O que fazemos anualmente é um plano de venda dos nossos produtos: espetáculos,
oficinas, intervenções, show de Palhaçaria, o que nos levou a formar um grupo
de clientes que compram os nossos produtos. Além dos espetáculos, temos
conseguindo aprovar alguns prêmios e editais, a pesquisa tem o incentivo do
Funcultura e temos um núcleo de teatro-empresa que atua com campanhas
educativas em empresas e escolas.
Manoel
Constantino –
São 15 anos na estrada. Quem o influenciou, quem o motivou e o que o faz
continuar?
Alexsandro
da Silva - Nesses quinze anos de trabalho,
tive muitos anjos que contribuíram para que eu fosse o artista que sou hoje.
Pessoas que sem elas jamais teria chegado a lugar algum, de artistas a amigos e
familiares. No inicio, um dos anjos que muito me motivou, foi a atriz e
professora de teatro Bebel de Oliveira. Uma amiga-irmã de longa data, que me
iniciou no mundo das artes cênicas. Com a minha vinda para Camaragibe, conto
com a acolhida do movimento teatral da Cidade através do ator e diretor teatral
Geraldo Cosmo. Na capital contei com a motivação do gestor de cultura e diretor
teatral José Manoel Sobrinho. Pessoa que muito admiro é que me influenciou como
artista, principalmente no meu trabalho como encenador e dramaturgo. No meio circense, duas figuras, tem
sido de suma importância para o meu trabalho como palhaço e pesquisador
circense: Bóris Trindade (Borica) e Willams Santana. Sem falar, é claro, dos
artistas da companhia, parceiros de trabalho que me motivam cotidianamente. O
que me faz continuar é a possibilidade que temos de levar a arte e a cultura
para os mais diferenciados públicos, principalmente aqueles que não têm acesso.
E como palhaço e pesquisador circense é a possibilidade de contribuir para que
a arte da palhaçaria se mantenha viva.
Manoel
Constantino –
Quanto à sua escritura cênica, sua inspiração é a própria companhia, isto é, a
sua produção na literatura dramatúrgica é exclusiva para a Cia 2 em Cena?
Alexsandro
da Silva - Escrevo tanto para companhia
como para outros grupos.
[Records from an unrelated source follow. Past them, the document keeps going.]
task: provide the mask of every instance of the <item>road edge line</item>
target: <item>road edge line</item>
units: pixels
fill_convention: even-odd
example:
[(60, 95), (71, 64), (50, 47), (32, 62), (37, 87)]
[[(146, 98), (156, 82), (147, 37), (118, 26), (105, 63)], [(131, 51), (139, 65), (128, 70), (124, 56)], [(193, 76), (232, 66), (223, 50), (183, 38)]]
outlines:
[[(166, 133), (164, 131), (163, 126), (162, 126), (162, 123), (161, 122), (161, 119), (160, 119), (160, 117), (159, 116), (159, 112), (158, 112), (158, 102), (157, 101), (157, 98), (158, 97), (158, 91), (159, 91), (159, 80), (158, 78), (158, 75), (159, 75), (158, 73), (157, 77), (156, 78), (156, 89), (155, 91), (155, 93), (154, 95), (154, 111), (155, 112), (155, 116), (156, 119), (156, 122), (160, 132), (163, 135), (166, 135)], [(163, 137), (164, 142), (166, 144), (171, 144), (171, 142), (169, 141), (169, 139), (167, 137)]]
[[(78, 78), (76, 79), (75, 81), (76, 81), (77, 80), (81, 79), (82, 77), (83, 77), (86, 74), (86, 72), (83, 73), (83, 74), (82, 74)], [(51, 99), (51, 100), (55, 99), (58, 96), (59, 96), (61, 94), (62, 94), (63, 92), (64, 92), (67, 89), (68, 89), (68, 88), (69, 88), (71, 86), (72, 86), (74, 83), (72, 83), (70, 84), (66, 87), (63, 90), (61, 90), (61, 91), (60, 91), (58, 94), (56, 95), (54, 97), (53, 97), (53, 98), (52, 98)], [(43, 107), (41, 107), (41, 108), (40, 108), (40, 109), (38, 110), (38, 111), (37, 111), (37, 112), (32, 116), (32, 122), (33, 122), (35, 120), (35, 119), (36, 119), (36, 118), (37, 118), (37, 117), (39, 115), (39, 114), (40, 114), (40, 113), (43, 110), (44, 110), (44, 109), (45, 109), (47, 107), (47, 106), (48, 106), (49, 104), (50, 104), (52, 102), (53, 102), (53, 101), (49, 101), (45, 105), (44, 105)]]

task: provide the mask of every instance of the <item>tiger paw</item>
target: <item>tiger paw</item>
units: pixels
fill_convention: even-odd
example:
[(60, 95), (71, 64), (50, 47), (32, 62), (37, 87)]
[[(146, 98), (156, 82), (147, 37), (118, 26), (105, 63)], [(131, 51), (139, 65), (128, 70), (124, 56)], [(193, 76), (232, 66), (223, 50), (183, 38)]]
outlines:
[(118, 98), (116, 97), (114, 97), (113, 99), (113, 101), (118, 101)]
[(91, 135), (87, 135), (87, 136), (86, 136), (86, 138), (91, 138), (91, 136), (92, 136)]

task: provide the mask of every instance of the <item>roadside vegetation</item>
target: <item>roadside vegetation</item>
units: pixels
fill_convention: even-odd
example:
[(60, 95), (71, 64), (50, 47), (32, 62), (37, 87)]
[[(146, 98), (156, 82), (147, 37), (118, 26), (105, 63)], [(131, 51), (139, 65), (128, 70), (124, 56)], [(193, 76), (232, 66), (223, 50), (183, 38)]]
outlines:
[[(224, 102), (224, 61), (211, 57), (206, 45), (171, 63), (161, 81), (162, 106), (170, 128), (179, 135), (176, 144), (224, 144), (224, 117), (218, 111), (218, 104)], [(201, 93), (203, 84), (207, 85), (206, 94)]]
O trabalho com dramaturgia circense resultante da
pesquisa realizada pela companhia é que tem sido voltada para ela mesma. Mesmo
assim, este ano assinei a dramaturgia do espetáculo “A fuzarca – uma
brincadeira de rua”, do Grupo teatral Risadinha de Camaragibe, no qual trabalho
com muitos elementos da dramaturgia circense. O texto “História de uma viagem
para se encantar”, premiado em 2009 com o Prêmio Ana Maria Machado está em
processo de montagem pelo o grupo “As Maricotas”, em
Itajaí – SC. E tenho recebido convites para assinar a dramaturgia de outros
trabalhos, tanto de dramaturgia circense como dramaturgia teatral. A companhia
tem sido o lugar de formação contínua, onde pesquisamos e transformamos as
nossas pesquisas em produtos.


Quero parabenizar a Agenda Cultural e Manuelzinho pela bela entrevista com Alex, esse artista que adoro pelo seu talento e ser humano batalhador, talentoso e muito divertido.